In [1]:
#Importing selenium necessary packages, here i'm working with chrome driver
from selenium import webdriver 
from selenium.webdriver.chrome.service import Service as ChromeService 
from webdriver_manager.chrome import ChromeDriverManager
from selenium.webdriver.common.by import By 
from selenium.webdriver.common.keys import Keys
from selenium.webdriver.support.ui import WebDriverWait
from selenium.webdriver.support import expected_conditions as EC
from selenium.common.exceptions import NoSuchElementException

# BeautifulSoup for parsing HTML
from bs4 import BeautifulSoup as soup

import requests
import time
import pymongo

In [4]:
#city = "djelfa" chosen because it's nearly the center of Algeria, and it's the best option to scrap data with a big radius !
base_url = "https://web.facebook.com/marketplace/112237105459123/propertyforsale/?"

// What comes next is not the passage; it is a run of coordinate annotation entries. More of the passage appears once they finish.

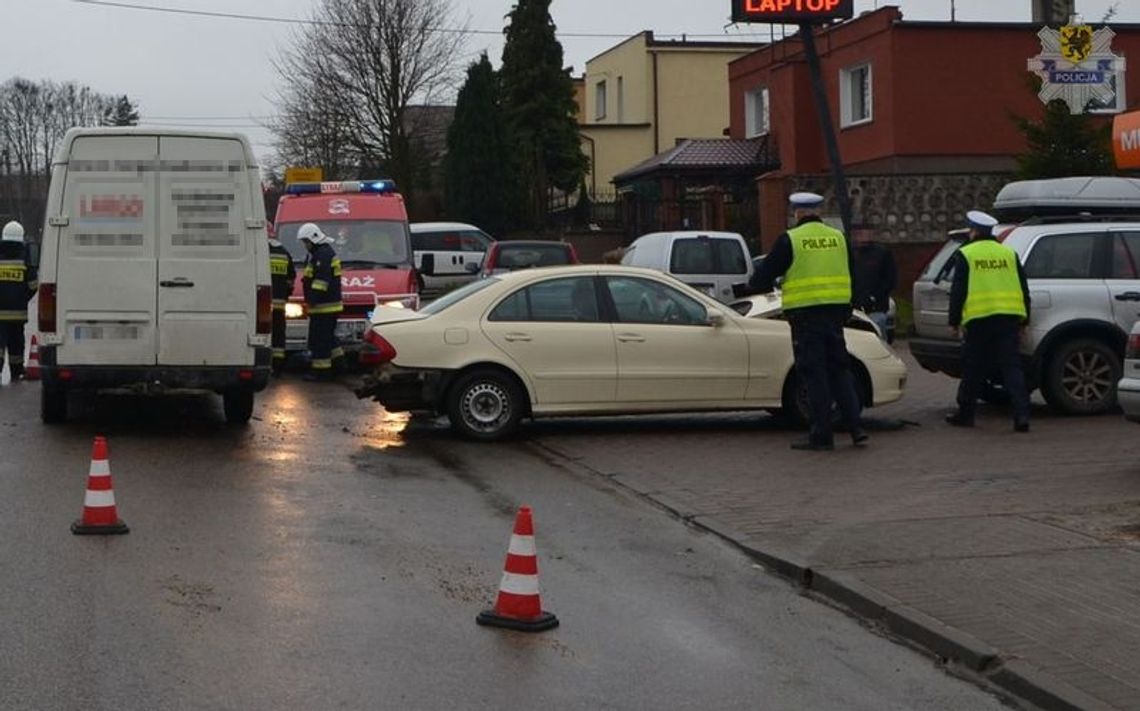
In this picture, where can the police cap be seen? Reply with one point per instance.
(805, 199)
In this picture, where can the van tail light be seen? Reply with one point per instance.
(1133, 350)
(381, 351)
(47, 308)
(265, 309)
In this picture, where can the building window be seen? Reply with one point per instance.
(621, 99)
(855, 95)
(756, 112)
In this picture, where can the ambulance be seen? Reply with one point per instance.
(368, 223)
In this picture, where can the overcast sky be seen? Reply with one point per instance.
(204, 71)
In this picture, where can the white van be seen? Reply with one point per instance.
(713, 262)
(154, 271)
(458, 248)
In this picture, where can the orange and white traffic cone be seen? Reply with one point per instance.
(32, 369)
(519, 606)
(100, 517)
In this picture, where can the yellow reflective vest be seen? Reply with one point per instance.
(994, 287)
(820, 272)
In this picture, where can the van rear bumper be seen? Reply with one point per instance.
(217, 378)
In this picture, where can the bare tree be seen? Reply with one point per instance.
(33, 120)
(350, 76)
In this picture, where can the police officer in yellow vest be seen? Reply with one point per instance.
(815, 261)
(17, 286)
(990, 301)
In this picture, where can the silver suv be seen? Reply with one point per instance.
(1084, 286)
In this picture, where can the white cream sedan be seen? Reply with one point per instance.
(593, 340)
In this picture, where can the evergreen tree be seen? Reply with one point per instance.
(538, 98)
(1065, 144)
(121, 112)
(475, 171)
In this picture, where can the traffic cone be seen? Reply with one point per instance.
(519, 606)
(32, 369)
(100, 517)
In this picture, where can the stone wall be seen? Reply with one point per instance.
(909, 209)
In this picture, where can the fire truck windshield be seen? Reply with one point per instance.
(358, 243)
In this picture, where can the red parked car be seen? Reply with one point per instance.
(511, 254)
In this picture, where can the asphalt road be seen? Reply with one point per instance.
(333, 556)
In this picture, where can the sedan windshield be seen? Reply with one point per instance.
(457, 295)
(358, 243)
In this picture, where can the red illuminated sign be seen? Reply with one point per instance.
(791, 11)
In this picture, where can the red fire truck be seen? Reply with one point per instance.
(368, 223)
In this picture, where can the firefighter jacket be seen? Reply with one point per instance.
(283, 274)
(323, 280)
(17, 282)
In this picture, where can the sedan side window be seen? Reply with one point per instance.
(1063, 256)
(1125, 255)
(644, 301)
(556, 300)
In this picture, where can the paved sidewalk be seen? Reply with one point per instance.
(1015, 556)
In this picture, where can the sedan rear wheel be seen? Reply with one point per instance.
(486, 405)
(1082, 376)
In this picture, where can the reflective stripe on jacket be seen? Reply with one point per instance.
(820, 272)
(994, 287)
(322, 279)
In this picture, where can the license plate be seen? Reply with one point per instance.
(351, 331)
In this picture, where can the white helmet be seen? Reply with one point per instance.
(13, 231)
(311, 233)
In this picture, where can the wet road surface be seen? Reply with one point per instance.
(334, 556)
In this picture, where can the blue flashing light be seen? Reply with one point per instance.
(380, 187)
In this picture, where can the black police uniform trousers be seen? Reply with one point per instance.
(322, 341)
(823, 365)
(991, 343)
(11, 337)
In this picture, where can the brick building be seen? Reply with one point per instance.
(923, 116)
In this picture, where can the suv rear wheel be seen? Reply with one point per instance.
(1081, 377)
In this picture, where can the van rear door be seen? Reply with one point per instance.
(206, 272)
(106, 264)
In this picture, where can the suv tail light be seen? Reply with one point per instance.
(47, 308)
(265, 309)
(385, 352)
(1133, 350)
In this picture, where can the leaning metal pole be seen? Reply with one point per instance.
(829, 129)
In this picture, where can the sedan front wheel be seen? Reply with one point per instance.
(486, 405)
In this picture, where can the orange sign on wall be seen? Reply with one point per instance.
(1126, 139)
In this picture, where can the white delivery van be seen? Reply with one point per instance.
(711, 262)
(154, 271)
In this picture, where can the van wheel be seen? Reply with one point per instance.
(53, 406)
(486, 405)
(1081, 377)
(238, 406)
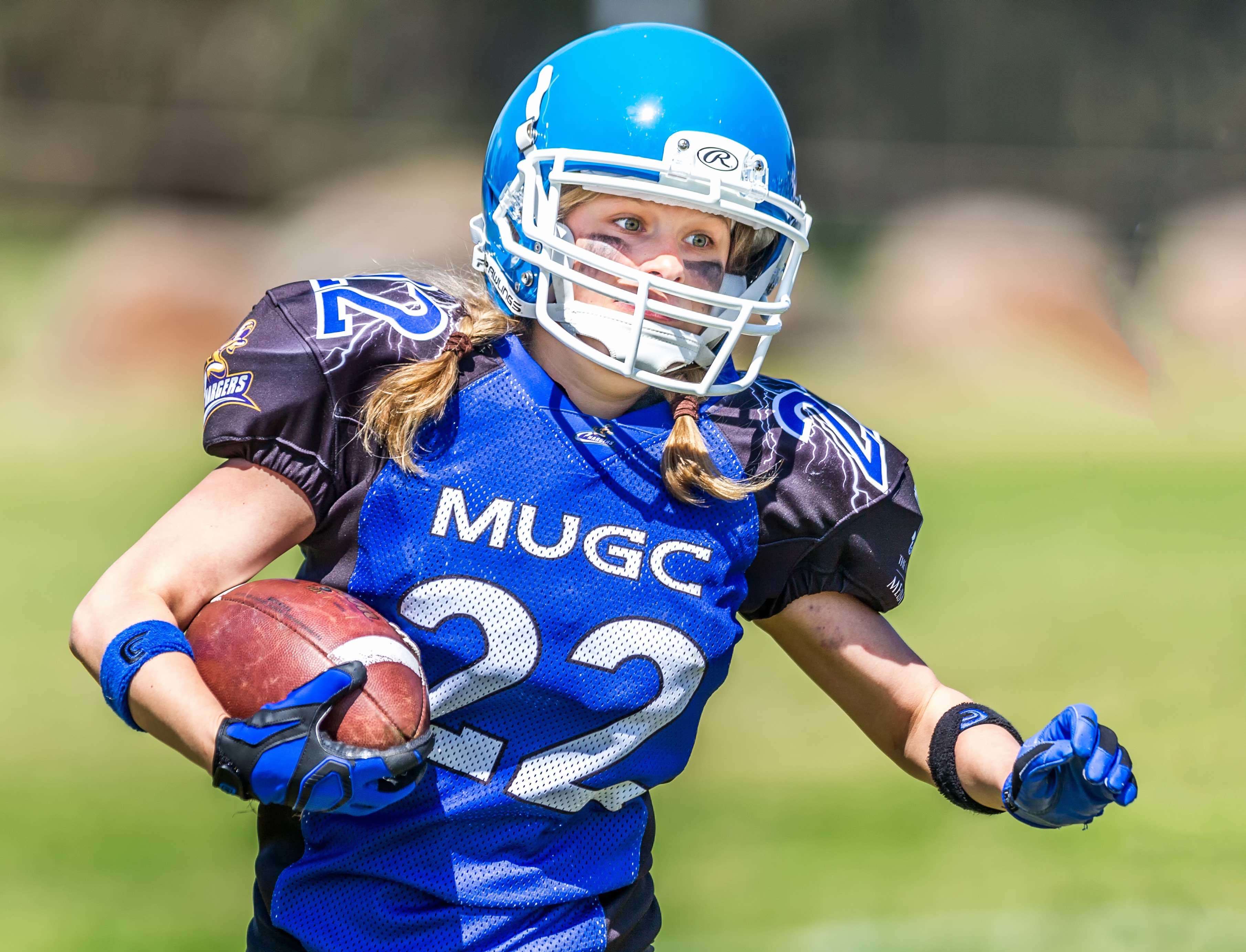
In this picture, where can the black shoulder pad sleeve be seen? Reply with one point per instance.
(841, 512)
(283, 392)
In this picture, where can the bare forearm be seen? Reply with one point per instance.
(168, 697)
(859, 660)
(985, 755)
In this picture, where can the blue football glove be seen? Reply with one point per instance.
(281, 755)
(1069, 772)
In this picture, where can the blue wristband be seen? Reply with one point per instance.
(129, 652)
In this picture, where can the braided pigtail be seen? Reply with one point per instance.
(418, 392)
(688, 470)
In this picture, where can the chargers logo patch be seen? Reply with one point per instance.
(222, 388)
(800, 414)
(393, 298)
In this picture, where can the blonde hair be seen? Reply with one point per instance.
(418, 393)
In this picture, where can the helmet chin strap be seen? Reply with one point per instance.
(662, 348)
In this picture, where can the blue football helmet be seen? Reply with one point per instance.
(656, 113)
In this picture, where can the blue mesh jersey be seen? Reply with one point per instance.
(574, 618)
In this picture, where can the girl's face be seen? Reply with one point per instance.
(680, 245)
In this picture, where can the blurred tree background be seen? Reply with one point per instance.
(1029, 272)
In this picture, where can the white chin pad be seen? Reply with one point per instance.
(662, 348)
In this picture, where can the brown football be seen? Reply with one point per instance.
(259, 641)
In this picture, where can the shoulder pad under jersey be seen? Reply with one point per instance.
(285, 389)
(841, 512)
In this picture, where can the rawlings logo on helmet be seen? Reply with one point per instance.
(720, 159)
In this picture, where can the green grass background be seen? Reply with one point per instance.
(1069, 555)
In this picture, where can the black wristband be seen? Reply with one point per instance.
(943, 755)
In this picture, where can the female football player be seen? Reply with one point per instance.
(560, 486)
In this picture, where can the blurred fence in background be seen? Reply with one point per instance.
(982, 172)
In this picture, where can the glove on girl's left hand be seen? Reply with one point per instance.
(282, 755)
(1069, 772)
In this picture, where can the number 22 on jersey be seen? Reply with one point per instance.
(552, 777)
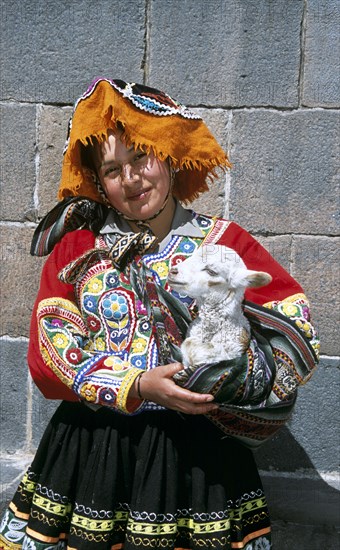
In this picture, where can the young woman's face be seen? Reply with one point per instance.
(135, 183)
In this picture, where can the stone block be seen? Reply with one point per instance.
(20, 275)
(284, 176)
(14, 394)
(279, 247)
(310, 441)
(315, 264)
(54, 50)
(315, 421)
(17, 156)
(226, 53)
(52, 125)
(42, 412)
(321, 77)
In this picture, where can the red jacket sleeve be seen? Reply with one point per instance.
(72, 245)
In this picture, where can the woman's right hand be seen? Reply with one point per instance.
(157, 385)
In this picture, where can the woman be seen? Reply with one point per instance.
(130, 459)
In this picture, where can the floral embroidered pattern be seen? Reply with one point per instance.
(297, 309)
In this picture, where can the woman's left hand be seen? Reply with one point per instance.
(157, 385)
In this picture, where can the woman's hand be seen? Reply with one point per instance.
(158, 386)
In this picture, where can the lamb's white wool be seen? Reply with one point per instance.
(216, 277)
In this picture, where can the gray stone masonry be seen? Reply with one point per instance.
(265, 76)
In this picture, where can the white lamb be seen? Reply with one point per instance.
(216, 277)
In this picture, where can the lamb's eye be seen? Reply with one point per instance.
(210, 271)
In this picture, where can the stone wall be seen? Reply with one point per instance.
(265, 76)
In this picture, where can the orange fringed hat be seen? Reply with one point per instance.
(151, 120)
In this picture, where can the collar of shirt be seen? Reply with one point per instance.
(184, 224)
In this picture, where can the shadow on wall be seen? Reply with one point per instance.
(295, 490)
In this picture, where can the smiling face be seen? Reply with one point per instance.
(136, 184)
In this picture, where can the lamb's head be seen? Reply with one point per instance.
(214, 270)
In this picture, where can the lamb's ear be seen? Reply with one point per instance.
(258, 278)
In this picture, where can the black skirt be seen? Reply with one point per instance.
(101, 480)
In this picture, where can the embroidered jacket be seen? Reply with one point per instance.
(89, 340)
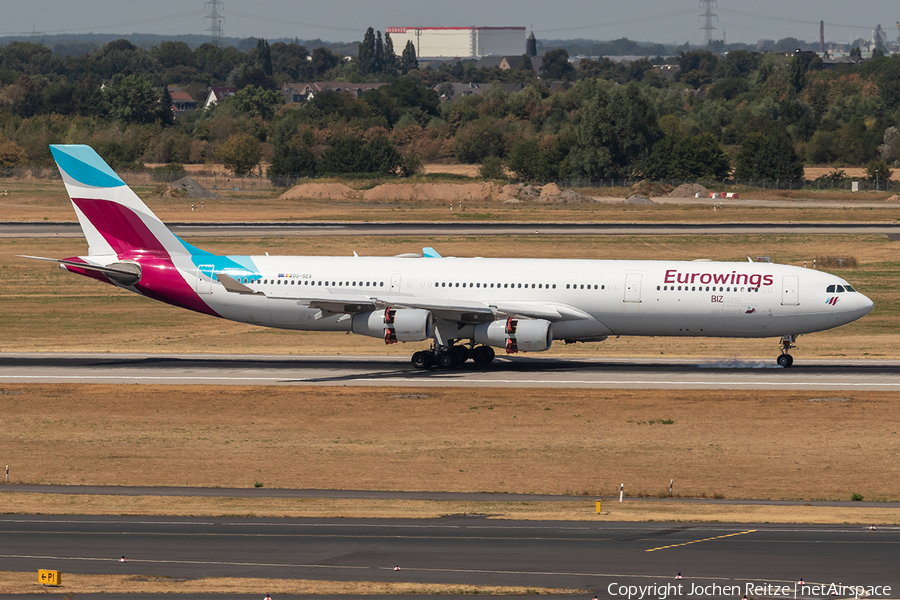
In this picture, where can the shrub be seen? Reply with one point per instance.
(492, 168)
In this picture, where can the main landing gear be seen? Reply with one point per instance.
(450, 357)
(787, 342)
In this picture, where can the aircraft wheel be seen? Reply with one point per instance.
(448, 359)
(423, 359)
(483, 355)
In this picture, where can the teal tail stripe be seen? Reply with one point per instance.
(85, 166)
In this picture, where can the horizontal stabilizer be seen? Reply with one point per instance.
(124, 273)
(234, 286)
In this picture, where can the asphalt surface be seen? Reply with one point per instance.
(459, 550)
(67, 229)
(816, 376)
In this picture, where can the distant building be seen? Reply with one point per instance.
(301, 92)
(218, 93)
(182, 101)
(459, 42)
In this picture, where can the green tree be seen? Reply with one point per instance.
(878, 171)
(556, 66)
(527, 160)
(256, 102)
(323, 60)
(477, 140)
(240, 153)
(390, 56)
(616, 131)
(768, 157)
(131, 99)
(408, 60)
(264, 57)
(11, 154)
(366, 60)
(682, 157)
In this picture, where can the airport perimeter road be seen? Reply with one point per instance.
(62, 229)
(461, 550)
(531, 372)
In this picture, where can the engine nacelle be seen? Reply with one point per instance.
(395, 325)
(516, 335)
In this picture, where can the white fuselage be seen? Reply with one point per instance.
(596, 298)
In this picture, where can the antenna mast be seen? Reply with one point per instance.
(215, 20)
(708, 5)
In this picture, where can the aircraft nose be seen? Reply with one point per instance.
(864, 306)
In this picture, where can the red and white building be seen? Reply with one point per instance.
(459, 42)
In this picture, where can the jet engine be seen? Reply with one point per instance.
(395, 325)
(525, 335)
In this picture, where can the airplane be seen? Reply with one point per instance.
(465, 306)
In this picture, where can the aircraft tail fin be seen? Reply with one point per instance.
(113, 218)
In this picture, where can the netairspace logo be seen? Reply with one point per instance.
(668, 590)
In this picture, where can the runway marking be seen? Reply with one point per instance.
(718, 537)
(408, 569)
(445, 381)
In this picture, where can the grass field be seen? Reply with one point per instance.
(583, 442)
(43, 200)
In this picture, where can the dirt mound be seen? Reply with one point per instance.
(320, 191)
(651, 188)
(689, 190)
(189, 188)
(433, 192)
(550, 190)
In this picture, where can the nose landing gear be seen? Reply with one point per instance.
(787, 343)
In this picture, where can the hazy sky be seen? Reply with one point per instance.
(345, 20)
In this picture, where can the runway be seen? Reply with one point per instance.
(527, 372)
(461, 550)
(192, 230)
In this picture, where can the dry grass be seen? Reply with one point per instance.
(12, 582)
(320, 508)
(43, 200)
(43, 308)
(742, 444)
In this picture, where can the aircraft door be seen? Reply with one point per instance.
(633, 287)
(790, 290)
(203, 284)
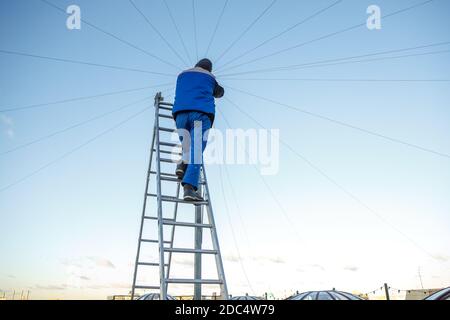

#Djelfa code in url = 112237105459123

sorting = "price_descend"
radius = 25

#You can add another criteria to the url depending on your needs
minPrice = 2500
#maxPrice = ?
#longitude = ?
#latitude = ?

#consider changing the url as your needs
url = f"{base_url}minPrice={minPrice}&sortBy={sorting}&radius={radius}"

In [12]:
# Working with selenium headless browser
options = webdriver.ChromeOptions() 
options.headless = True

driver = webdriver.Chrome(service=ChromeService(ChromeDriverManager().install()), options=options) 
driver.get(url)

# Function that stores the announcements in the data base
def save_to_database(records):
    client = pymongo.MongoClient('mongodb://localhost:27017')
    mydb = client["Real-Estate"]
    information = mydb.fmp
    if information is not None:
        existing_urls = []
        for record in information.find():
            existing_urls.append(record['Link'])
                
        for record in records:
            if record['Link'] in existing_urls:
                continue
            else:
                information.insert_one(record)
    
    else:
        information.insert_many(records)

# A function that closes the Facebook popup login windows
def close_login_page():
    try:
        popup_close_button = driver.find_element(By.XPATH, "//div[@class='x92rtbv x10l6tqk x1tk7jg1 x1vjfegm']")
        popup_close_button.click()

        # Wait for the popup windows to close
        time.sleep(2)
    except NoSuchElementException:
        pass

def next_image():
    try:
        next_image_button = driver.find_element(By.XPATH, "//div[@aria-label='View next image']")
        next_image_button.click()

        # Wait for the image to be shown
        time.sleep(2)

        # Check if the new image source is different from the first one
        new_image_source = driver.find_element(By.XPATH, "//img").get_attribute("src")
        return new_image_source
    except NoSuchElementException:
        return None

# A function to scroll to the bottom of the page
def scroll_to_bottom(driver):
    close_login_page()
    last_height = driver.execute_script("return document.body.scrollHeight")
    while True:
        driver.execute_script("window.scrollTo(0, document.body.scrollHeight);")
        time.sleep(6)
        new_height = driver.execute_script("return document.body.scrollHeight")
        if new_height == last_height:
            break
        last_height = new_height


# Scroll to the bottom of the page to load all content
scroll_to_bottom(driver)

# JavaScript to remove the Facebook banner from the DOM
script = """
var banner = document.querySelector('div.x78zum5.xdt5ytf.x2lah0s.x193iq5w.x2bj2ny.x1ey2m1c.xayqjjm.x9f619.xds687c.x1xy6bms.xn6708d.x1s14bel.x1ye3gou.xixxii4.x17qophe.x1u8a7rm');
if (banner) {
    banner.parentNode.removeChild(banner);
}
"""

# Execute the JavaScript with Selenium
driver.execute_script(script)


# Waiting for all the elements to be visible
wait = WebDriverWait(driver, 5|0)
parent_elements = wait.until(EC.visibility_of_all_elements_located((By.XPATH, "//a[@class='x1i10hfl xjbqb8w x1ejq31n xd10rxx x1sy0etr x17r0tee x972fbf xcfux6l x1qhh985 xm0m39n x9f619 x1ypdohk xt0psk2 xe8uvvx xdj266r x11i5rnm xat24cr x1mh8g0r xexx8yu x4uap5 x18d9i69 xkhd6sd x16tdsg8 x1hl2dhg xggy1nq x1a2a7pz x1heor9g x1sur9pj xkrqix3 x1lku1pv']")))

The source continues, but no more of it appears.